VOLUNTEERS

A clinical trial is a research study in which volunteers receive investigational treatments under the supervision of a physician and other research professionals. These treatments are developed by pharmaceutical and biotechnology companies who select qualified physicians, also known as investigators, to conduct clinical trials to determine the benefits of investigational drugs.

When considering volunteering for a clinical trial, it is important to understand the following information.

Informed consent.

Millions of volunteers participate in government- and industry-sponsored clinical trials each year. Prior to agreeing to participate, every volunteer has the right to know and understand what will happen during a clinical trial. This is called informed consent and it is a process that can help you decide whether or not participating in a trial is right for you.

Study drug and placebo.

In a clinical trial, a volunteer is usually assigned a specific study group. Volunteers in one study group may receive an investigational treatment or study drug while other volunteers may receive a placebo or a treatment already available. A placebo is an inactive product used to assess the experimental treatment's effectiveness. The participant, physician, and research staff may not know which volunteer receives a placebo and which receives the active treatment. Not knowing which participants are receiving the active treatment allows the physician and research staff to objectively observe the volunteers during the study. Regardless of which treatment volunteers receive, however, the level of medical attention and care that each receives is the same.

Qualify for the study.

All clinical trials have guidelines about who can participate. Before joining a clinical trial, a volunteer must qualify for the study. The factors that allow volunteers to participate in a clinical trial are called "inclusion criteria" and the factors that disallow volunteers from participating are called "exclusion criteria." These criteria can include age, gender, the type and stage of a disease, previous treatment history, and other medical conditions.

What to expect.

In some studies, participants receive a physical examination and their medical histories are reviewed by either the study physician or a research staff member once they are enrolled in the study. The volunteers' health will continue to be monitored during and after the trial. A detailed description of what's expected of volunteers will be outlined in consent forms along with specific clinical trial information.

Confidentiality of information.

Access to personal information is usually available to the investigator and research team conducting the clinical trial. In some circumstances, the IRB overseeing the research and the sponsor or contract research organization coordinating the trial will also have Access.

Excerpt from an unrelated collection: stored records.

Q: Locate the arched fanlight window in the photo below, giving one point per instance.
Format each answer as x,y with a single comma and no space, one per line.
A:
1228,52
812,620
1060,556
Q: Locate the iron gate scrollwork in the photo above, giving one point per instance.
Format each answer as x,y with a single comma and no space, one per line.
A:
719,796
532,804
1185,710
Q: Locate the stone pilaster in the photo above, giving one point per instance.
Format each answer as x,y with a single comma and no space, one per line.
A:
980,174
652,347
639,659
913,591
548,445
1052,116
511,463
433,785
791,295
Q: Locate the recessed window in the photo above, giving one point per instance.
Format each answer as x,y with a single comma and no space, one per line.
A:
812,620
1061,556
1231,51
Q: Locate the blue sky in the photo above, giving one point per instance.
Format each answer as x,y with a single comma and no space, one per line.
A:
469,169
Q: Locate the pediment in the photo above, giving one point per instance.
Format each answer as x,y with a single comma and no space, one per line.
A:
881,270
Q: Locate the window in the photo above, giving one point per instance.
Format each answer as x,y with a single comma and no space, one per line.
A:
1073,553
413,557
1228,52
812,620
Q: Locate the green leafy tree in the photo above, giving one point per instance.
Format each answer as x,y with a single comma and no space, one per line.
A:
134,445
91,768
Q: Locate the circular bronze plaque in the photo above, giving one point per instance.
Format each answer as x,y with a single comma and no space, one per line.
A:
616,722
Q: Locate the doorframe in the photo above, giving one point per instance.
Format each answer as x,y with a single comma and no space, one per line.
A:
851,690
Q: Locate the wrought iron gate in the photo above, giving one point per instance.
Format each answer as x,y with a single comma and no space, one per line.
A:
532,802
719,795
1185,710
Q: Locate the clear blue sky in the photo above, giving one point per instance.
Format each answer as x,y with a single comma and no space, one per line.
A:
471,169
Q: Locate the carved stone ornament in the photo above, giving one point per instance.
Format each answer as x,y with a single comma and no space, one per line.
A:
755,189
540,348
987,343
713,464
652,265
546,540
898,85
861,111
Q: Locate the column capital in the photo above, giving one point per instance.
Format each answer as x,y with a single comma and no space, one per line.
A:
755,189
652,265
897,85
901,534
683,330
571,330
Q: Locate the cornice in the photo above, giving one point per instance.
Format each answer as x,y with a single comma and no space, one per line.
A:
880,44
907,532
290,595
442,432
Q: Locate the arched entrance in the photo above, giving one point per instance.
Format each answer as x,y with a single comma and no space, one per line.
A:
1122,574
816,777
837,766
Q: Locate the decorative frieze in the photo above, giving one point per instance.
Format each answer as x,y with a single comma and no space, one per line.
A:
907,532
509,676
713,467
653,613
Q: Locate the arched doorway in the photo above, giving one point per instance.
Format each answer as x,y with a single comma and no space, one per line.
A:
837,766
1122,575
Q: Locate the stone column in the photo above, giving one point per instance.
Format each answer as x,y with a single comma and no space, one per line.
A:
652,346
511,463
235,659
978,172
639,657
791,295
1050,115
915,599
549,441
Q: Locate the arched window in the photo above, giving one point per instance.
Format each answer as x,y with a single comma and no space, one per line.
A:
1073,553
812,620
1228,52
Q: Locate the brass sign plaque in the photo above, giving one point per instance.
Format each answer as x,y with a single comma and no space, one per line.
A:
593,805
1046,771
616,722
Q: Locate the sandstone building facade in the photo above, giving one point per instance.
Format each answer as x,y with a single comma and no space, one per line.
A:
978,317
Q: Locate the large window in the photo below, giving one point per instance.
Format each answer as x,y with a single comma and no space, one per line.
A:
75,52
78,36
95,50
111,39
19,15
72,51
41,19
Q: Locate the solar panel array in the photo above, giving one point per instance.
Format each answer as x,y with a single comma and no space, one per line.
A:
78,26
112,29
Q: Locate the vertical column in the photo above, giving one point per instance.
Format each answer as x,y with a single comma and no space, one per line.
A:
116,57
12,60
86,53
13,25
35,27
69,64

As a clinical trial progresses, researchers report the results of the trial at scientific meetings, to medical journals, and to various government agencies.

Withdraw.

Volunteers may withdraw from a study at any time for any reason.

After the trial.

After a study phase is complete, the data is collected to determine the drug's effectiveness, if it is safe and if there are any side effects. Depending on the results, researchers then determine whether to stop testing or move to the next phase of study. After phase III of a study is complete, researchers decide if the results are medically important and may submit them to journals for peer-review. Data then may be submitted to the Food and Drug Administration (FDA) for approval.

Benefits and risks.

Possible benefits for volunteers:

  - Play an active role in their health care.

  - Gain access to research treatments before they are widely available.

  - Obtain medical care at health care facilities during the trial.

  - Help others by contributing to medical research.

Possible risks for volunteers:

  - There may be unpleasant, serious, or even life-threatening side effects to experimental treatment.

  - The experimental treatment may not be effective.

  - The protocol may require more time and attention than a non-protocol treatment, including trips to the study site, more treatments, hospital stays, or complex dosage requirements.

Don´t forget to ask a physician or medical caregiver…

  - How long will the trial last?

  - Where is the trial being conducted?

  - What treatments will be used and how?

  - What is the main purpose of the trial?

  - How will patient safety be monitored?

  - Are there any risks involved?

  - What are the possible benefits?

  - What are the alternative treatments besides the one being tested in the trial?

  - Who is sponsoring the trial?

  - Do I have to pay for any part of the trial?

  - What happens if I am harmed by the trial?

  - Can I opt to remain on this treatment, even after termination of the trial?